明本はスピードに乗った状態でゴールに向かっており、大島の行為がファウルであればDOGSO(決定的な得点機会の阻止)であった可能性が高い。またDOGSOの反則はレッドカード相当のため、VAR(ビデオ・アシスタント・レフェリー)の介入基準も満たす。ところが、この場面ではVARレビューが行われず、ファウルかどうかの再確認もなし。試合後、多くのサポーターから「倒れなかったからノーファウルなのか」「倒れたほうが得なのか」などとSNSを通じて疑問の声が上がっていた。
番組では当初、DAZN放映権対象外の富士フィルムスーパーカップの事例について扱う予定はなかったようだが、サポーターからの高い関心を受けてピックアップ。
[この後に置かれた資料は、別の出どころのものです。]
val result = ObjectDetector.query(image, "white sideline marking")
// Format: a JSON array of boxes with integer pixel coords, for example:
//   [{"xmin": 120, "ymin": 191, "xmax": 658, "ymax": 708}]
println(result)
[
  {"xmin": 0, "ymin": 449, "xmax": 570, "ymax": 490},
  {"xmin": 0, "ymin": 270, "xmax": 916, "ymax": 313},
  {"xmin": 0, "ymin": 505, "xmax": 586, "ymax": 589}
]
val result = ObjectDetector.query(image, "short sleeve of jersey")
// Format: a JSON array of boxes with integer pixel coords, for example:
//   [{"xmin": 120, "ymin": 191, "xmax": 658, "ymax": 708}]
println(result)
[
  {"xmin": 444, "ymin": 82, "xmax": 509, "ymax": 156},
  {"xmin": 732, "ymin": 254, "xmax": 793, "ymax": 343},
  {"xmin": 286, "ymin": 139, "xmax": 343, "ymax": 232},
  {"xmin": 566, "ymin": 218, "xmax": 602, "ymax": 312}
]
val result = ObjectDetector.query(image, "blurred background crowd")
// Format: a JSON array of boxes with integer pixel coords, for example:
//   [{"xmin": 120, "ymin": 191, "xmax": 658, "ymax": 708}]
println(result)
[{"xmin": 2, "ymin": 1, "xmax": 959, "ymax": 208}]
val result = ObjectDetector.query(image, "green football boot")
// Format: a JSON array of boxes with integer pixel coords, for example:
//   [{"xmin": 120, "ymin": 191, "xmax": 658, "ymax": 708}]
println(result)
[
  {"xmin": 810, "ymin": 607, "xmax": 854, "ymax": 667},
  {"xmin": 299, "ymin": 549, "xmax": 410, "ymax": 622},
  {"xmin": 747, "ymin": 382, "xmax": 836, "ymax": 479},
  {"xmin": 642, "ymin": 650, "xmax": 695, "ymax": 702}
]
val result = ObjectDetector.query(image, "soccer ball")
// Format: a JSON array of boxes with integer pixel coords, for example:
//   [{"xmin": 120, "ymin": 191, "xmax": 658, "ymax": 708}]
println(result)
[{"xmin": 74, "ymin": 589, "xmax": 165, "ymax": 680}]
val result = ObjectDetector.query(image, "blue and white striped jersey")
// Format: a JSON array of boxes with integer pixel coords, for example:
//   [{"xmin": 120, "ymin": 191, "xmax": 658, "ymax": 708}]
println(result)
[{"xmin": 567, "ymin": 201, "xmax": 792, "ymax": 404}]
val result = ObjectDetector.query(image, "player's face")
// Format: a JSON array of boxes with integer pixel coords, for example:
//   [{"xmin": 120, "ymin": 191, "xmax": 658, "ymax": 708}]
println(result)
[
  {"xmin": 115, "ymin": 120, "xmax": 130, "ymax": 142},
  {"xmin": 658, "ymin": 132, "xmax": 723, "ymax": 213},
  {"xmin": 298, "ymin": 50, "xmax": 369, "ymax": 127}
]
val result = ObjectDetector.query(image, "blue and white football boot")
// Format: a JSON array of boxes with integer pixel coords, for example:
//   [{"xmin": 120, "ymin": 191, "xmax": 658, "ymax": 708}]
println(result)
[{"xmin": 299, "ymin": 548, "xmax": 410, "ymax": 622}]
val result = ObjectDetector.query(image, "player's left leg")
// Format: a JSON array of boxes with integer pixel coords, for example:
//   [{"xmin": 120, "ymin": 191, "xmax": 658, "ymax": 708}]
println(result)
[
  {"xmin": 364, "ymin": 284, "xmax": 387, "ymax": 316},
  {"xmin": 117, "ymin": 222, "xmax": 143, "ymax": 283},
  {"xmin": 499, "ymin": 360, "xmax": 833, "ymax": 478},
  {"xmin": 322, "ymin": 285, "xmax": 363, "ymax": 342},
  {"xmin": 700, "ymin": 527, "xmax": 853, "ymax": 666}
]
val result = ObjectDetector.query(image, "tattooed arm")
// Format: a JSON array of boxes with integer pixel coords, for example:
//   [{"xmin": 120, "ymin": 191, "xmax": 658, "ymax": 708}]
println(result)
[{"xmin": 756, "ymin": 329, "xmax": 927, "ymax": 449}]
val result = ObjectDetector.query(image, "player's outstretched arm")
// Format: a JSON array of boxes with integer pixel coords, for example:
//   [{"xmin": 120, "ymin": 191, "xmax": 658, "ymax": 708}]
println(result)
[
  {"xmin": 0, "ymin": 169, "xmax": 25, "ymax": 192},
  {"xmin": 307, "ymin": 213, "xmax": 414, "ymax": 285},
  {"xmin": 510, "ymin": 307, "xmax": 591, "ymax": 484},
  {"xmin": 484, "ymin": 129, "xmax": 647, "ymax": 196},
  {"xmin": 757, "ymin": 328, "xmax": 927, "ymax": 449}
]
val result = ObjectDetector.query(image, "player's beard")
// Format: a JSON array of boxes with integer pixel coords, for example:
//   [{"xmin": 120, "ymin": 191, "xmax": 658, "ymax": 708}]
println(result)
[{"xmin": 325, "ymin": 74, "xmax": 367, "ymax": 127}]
Jリーグの原博実副理事長、FIFA・AFC・JFA審判インストラクターの深野悦子氏、昨季までJリーグで主審を務めていた家本政明氏らが議論をかわした。
冒頭で深野氏は「結果的にはDOGSOにしたほうがよかった。ファウルが起きて、その後にプレーが流れた。とはいえプレーを見る時間もあり、そこは戻せるので、戻してあそこで映像を静止画にすると、DOGSOの4要件に当てはまるのでDOGSOだと思う」と説明。レッドカードが適切な判定だったいう見方を示した。
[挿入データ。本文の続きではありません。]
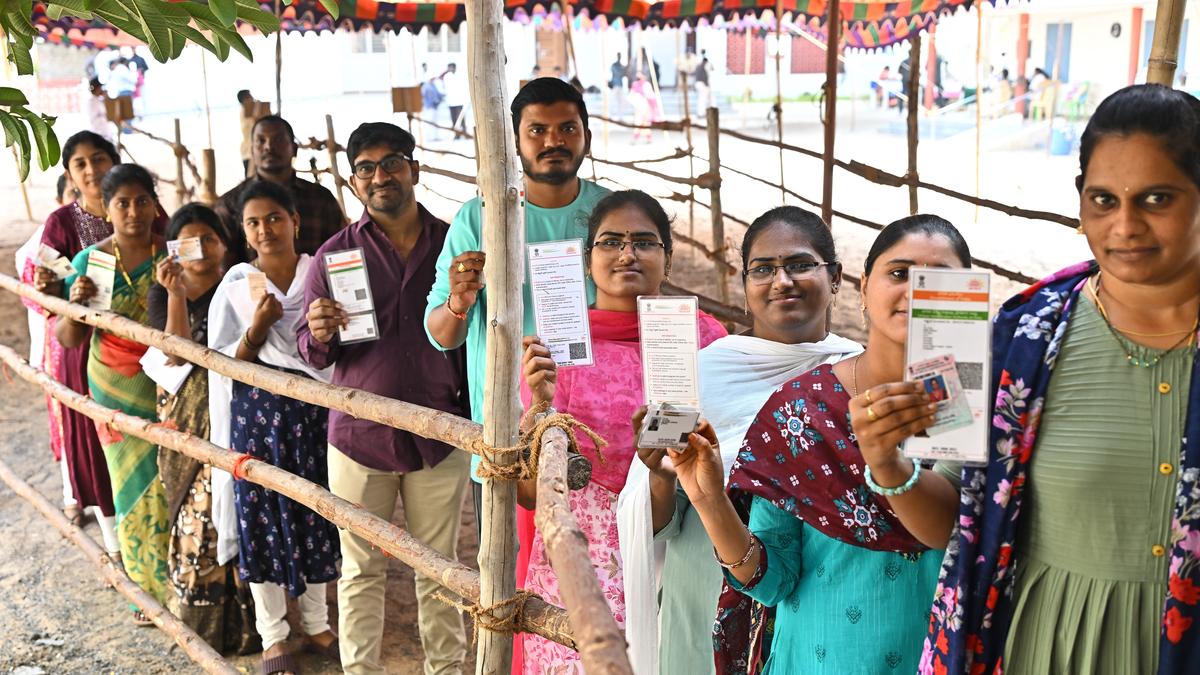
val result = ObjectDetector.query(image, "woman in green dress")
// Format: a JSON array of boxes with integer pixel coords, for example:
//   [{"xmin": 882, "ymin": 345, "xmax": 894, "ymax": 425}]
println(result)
[
  {"xmin": 859, "ymin": 84, "xmax": 1200, "ymax": 675},
  {"xmin": 57, "ymin": 164, "xmax": 170, "ymax": 624}
]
一方、これに家本氏が審判員の立場から「まあ、FIFAインストラクターはそうね。テクニカル的に……」と前置きしながら一部反論。「大島選手が完全にシャツを掴んだり、腕を引きずり倒したならわかりやすいが、手をいい感じで絡めに行くんですよね。それに明本選手が嫌がって、絡まるようになってバランスが少し引っ張られた。レフェリーの判断からするとそこで『おっ』と思う」と状況を説明した上で「倒れれば100%レッドだなとは現場の人間なら誰しも思う。ただ少し勢いを失いながらも行ったところはレフェリーからしたらホッとしている。でも体勢が崩れたところに車屋選手がカバーでカットして、状況が遮断された」と審判員の心情を推察しながら分析。「常にどうなの、どうなの、どうなのとなって、100%レッドだと意思決定しづらい」とノーファウル判定に至った背景を慮った。